Ayudas a la cultura: la fruta envenenada

Esta semana, los compañeros de El País publicaban un artículo sobre el calvario al que el Ayuntamiento de Madrid está sometiendo a un buen número de artistas, beneficiarios de unas ayudas que ahora, por nimiedades formales, se les está obligando a devolver. Imaginen ustedes la situación: alguien, por lo general joven, pide una subvención para producir un proyecto. ¡Qué suertudo! Calma: la dádiva, habitualmente, solo cubre los gastos materiales. ¿Honorarios? No me suena esa palabra: todo el mundo sabe que los agentes culturales sobreviven haciendo la fotosíntesis. Entregado el dinero, el implicado se pone en marcha: probablemente la transferencia venga a pie y las fechas de ejecución no acompañen, así que te toca adelantar de tu bolsillo. Obra terminada, éxito de crítica y público. 

Ahora, concluido el plazo, llega el divertido proceso de justificación. ¿Se imaginan lo complicado que es explicarle a un interventor por qué has necesitado más metros de material que los que contiene la obra resultante? «Verá, es que tengo que hacer pruebas hasta que consigo lo que busco». «Inconcebible», grita, airado, el funcionario.

Alguien malvado y descreído podría pensar que a las administraciones solo les interesa publicitar los miles de euros que han dedicado a «cultura», aunque las inversiones sean ineficaces

Créanme: sé estas cosas de primera mano porque me gano la vida en ese sector. Y he visto de todo: artistas a los que se les chantajea para que produzcan bajo su cuenta y riesgo («estás en la resolución provisional, pero si esperamos a la definitiva no llegas a la exposición»), becarios que se pasan seis meses sin ver un penique porque el programa informático con el que se gestionan los pagos está gripado y «nadie sabe cómo arreglarlo», estancias en el extranjero que se resuelven en septiembre y debes agotar antes de que termine el año para que les cuadre el presupuesto y gente que ha acabado en la ruina porque academias que llevan ciento cincuenta años gestionando una residencia artística de relumbrón todavía no se han molestado en evitar que Hacienda entienda que el dinerito para suplir gastos no es un incremento patrimonial.

Alguien malvado y descreído podría pensar que a las administraciones solo les interesa publicitar los miles de euros que han dedicado a «cultura», aunque las inversiones sean ineficaces o, en la mayoría de los casos, trampas mortales para sus beneficiarios.
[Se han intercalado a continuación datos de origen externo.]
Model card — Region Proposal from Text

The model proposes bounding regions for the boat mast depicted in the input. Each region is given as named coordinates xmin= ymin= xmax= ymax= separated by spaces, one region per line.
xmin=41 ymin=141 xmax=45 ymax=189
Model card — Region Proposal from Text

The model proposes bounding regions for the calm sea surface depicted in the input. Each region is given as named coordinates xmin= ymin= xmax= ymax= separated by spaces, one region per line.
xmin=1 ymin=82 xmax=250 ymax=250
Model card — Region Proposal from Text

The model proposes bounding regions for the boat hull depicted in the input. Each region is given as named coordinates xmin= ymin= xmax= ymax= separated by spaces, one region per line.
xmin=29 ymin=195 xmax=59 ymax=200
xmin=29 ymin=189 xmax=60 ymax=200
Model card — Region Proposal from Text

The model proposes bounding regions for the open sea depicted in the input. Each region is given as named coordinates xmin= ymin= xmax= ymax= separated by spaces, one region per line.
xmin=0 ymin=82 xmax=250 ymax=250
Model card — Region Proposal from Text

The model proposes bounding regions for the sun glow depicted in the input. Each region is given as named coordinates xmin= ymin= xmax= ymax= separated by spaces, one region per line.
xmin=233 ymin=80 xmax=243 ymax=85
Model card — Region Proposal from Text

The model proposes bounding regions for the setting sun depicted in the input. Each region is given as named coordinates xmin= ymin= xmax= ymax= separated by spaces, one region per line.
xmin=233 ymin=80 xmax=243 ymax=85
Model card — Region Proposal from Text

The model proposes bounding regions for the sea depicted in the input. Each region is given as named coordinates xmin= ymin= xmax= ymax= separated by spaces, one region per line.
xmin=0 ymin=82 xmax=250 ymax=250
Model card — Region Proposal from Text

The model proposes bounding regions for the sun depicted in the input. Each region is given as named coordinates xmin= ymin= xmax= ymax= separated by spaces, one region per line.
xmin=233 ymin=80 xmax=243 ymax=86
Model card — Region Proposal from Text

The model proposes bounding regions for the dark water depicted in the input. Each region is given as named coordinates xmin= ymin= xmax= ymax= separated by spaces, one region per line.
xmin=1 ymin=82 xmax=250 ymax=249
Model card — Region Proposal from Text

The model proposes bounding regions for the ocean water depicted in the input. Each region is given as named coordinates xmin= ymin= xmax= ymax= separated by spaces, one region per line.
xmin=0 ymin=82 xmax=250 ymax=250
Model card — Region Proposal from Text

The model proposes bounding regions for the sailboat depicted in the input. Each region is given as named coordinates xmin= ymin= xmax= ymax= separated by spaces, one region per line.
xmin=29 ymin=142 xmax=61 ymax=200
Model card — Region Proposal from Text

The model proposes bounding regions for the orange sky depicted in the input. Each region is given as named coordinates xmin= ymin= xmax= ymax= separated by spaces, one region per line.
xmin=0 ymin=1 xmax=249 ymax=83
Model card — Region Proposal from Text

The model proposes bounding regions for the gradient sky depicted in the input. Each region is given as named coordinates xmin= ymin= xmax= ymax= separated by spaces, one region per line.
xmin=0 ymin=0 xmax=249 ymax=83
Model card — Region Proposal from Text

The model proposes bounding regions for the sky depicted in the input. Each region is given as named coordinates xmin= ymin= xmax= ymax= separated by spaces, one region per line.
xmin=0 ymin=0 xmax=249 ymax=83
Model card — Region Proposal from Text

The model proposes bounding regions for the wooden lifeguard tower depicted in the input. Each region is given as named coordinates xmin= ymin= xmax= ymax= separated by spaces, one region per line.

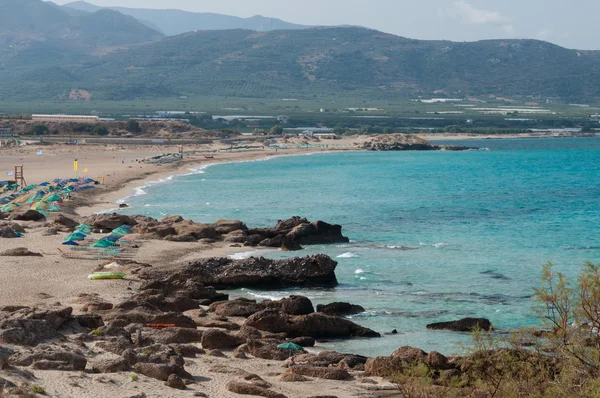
xmin=14 ymin=166 xmax=26 ymax=187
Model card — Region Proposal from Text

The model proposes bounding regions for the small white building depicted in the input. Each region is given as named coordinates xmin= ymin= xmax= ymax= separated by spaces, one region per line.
xmin=32 ymin=115 xmax=99 ymax=123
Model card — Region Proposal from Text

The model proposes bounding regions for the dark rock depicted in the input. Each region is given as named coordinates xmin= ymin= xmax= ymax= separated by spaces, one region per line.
xmin=426 ymin=351 xmax=451 ymax=370
xmin=139 ymin=254 xmax=339 ymax=290
xmin=98 ymin=324 xmax=131 ymax=338
xmin=207 ymin=349 xmax=227 ymax=358
xmin=0 ymin=319 xmax=62 ymax=346
xmin=10 ymin=346 xmax=87 ymax=371
xmin=260 ymin=296 xmax=314 ymax=315
xmin=0 ymin=247 xmax=42 ymax=257
xmin=96 ymin=336 xmax=134 ymax=355
xmin=75 ymin=314 xmax=104 ymax=329
xmin=281 ymin=239 xmax=303 ymax=251
xmin=426 ymin=318 xmax=493 ymax=332
xmin=290 ymin=337 xmax=315 ymax=347
xmin=92 ymin=357 xmax=130 ymax=373
xmin=78 ymin=294 xmax=114 ymax=312
xmin=173 ymin=220 xmax=218 ymax=240
xmin=391 ymin=346 xmax=427 ymax=362
xmin=103 ymin=308 xmax=196 ymax=329
xmin=139 ymin=327 xmax=204 ymax=345
xmin=0 ymin=226 xmax=17 ymax=238
xmin=364 ymin=356 xmax=405 ymax=377
xmin=0 ymin=305 xmax=29 ymax=312
xmin=13 ymin=210 xmax=45 ymax=222
xmin=166 ymin=373 xmax=187 ymax=390
xmin=84 ymin=213 xmax=138 ymax=231
xmin=133 ymin=362 xmax=191 ymax=382
xmin=194 ymin=318 xmax=240 ymax=331
xmin=161 ymin=215 xmax=183 ymax=224
xmin=245 ymin=310 xmax=379 ymax=339
xmin=53 ymin=214 xmax=78 ymax=229
xmin=210 ymin=220 xmax=248 ymax=235
xmin=208 ymin=298 xmax=260 ymax=317
xmin=316 ymin=302 xmax=365 ymax=316
xmin=226 ymin=381 xmax=287 ymax=398
xmin=0 ymin=346 xmax=14 ymax=369
xmin=201 ymin=329 xmax=244 ymax=350
xmin=0 ymin=376 xmax=14 ymax=390
xmin=290 ymin=366 xmax=351 ymax=380
xmin=246 ymin=339 xmax=289 ymax=361
xmin=259 ymin=236 xmax=284 ymax=247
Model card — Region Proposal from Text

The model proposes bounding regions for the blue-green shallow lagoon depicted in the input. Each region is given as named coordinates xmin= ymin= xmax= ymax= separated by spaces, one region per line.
xmin=122 ymin=138 xmax=600 ymax=356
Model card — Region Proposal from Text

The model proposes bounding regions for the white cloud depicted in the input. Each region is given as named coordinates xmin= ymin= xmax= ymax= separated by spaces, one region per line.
xmin=441 ymin=1 xmax=508 ymax=25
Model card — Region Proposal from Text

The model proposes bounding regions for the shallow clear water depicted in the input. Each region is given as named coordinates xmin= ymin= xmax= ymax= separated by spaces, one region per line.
xmin=123 ymin=138 xmax=600 ymax=356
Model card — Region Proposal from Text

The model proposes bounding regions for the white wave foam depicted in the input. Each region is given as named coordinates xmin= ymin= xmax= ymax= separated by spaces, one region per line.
xmin=337 ymin=252 xmax=358 ymax=258
xmin=246 ymin=292 xmax=282 ymax=301
xmin=432 ymin=242 xmax=449 ymax=248
xmin=228 ymin=248 xmax=280 ymax=260
xmin=133 ymin=186 xmax=147 ymax=196
xmin=355 ymin=269 xmax=365 ymax=274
Apenas conozco gente (y conozco a casi todo el mundo) que haya recibido una subvención que no le haya quitado el sueño con burocracias y amenazas de embargo. Imagino que habrá lectores que me replicarán que el dinero público es sagrado y que hay que justificarlo bien. Camarada, te doy la mano: no puedo estar más de acuerdo; pero escucha, no estamos hablando de eso, sino de bases ambiguas y de funcionarios que no conocen los rudimentos propios de un sector que no funciona, ya lo siento, como el de la compraventa de coches. 

Hablamos de una violencia institucional que se ejerce sobre aquellos que para poder trabajar tienen que solicitar la ayuda que ofrecen las administraciones, que siquiera van destinadas a que ese artista, investigador o comisario pueda desarrollar su labor en unas condiciones dignas, sino a que la puedan compatibilizar con otros trabajos con los que subsistir mientras «producen» a mayor gloria de un entramado institucional que favorece la extenuación, la ansiedad y el pluriempleo. Cuarenta horas a la semana sirviendo en un cátering y por las tardes engrandeciendo el patrimonio artístico español: los museos, no sé si lo saben, no se llenan solos, y la Marca España la queremos bien lustrosa. Es desesperante constatar, una y otra vez, cómo las chapuzas siempre las pagan los mismos. Porque cuando algo sale tarde y mal, a la administración no le caen recargos ni a sus responsables reprimendas. Es, siempre, una y otra vez, el fuerte contra el débil, el poderoso contra el desamparado.